Jesus' words in Matthew 16:24 ("deny themselves and take up their cross and follow me") are not an invitation to seek out pain. They describe the willingness to accept the cost that faithfulness imposes in a fallen world — to choose God's way even when it conflicts with the path of least resistance. The cross was not something Jesus desired for its own sake; it was the form his faithfulness took in a world that rejected him. For his followers, the same principle applies: love and obedience are the point; the suffering is the cost they sometimes carry.
Did Jesus' suffering accomplish something specific?
Yes. His death accomplished reconciliation between God and humanity (Romans 5:10), was the ultimate act of obedience (Philippians 2:8), and was the sacrifice that fulfilled and surpassed all the anticipatory sacrifices of the Old Testament (Hebrews 10). The Divine Principle adds that the cross established the spiritual foundation of salvation — the restoration of the spiritual relationship between God and humanity — while pointing forward to the further completion of physical and lineage restoration that the Second Coming will accomplish.
Does God cause suffering in order to purify us?

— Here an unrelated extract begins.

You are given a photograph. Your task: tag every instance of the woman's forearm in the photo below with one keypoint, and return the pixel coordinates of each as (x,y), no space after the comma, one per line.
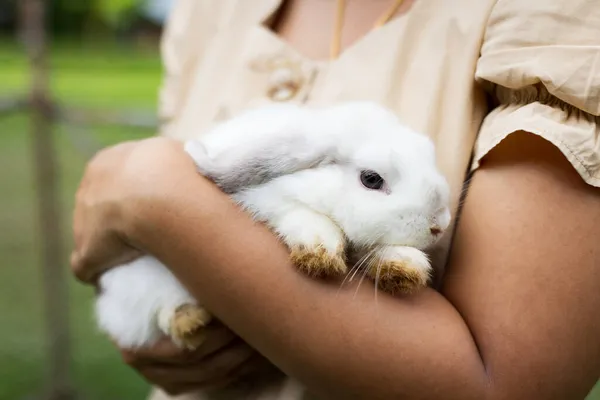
(340,343)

God is not the author of suffering — suffering entered the world through the fall, not through God's intention. But Scripture affirms that God can work through suffering, drawing good from what was meant for harm (Romans 8:28). Hebrews 12:10 describes God's engagement with human difficulty as aimed at our good, producing holiness. This is less like an infliction and more like a parent willing to allow a difficult but necessary experience because they know it will produce growth that could not have come any other way.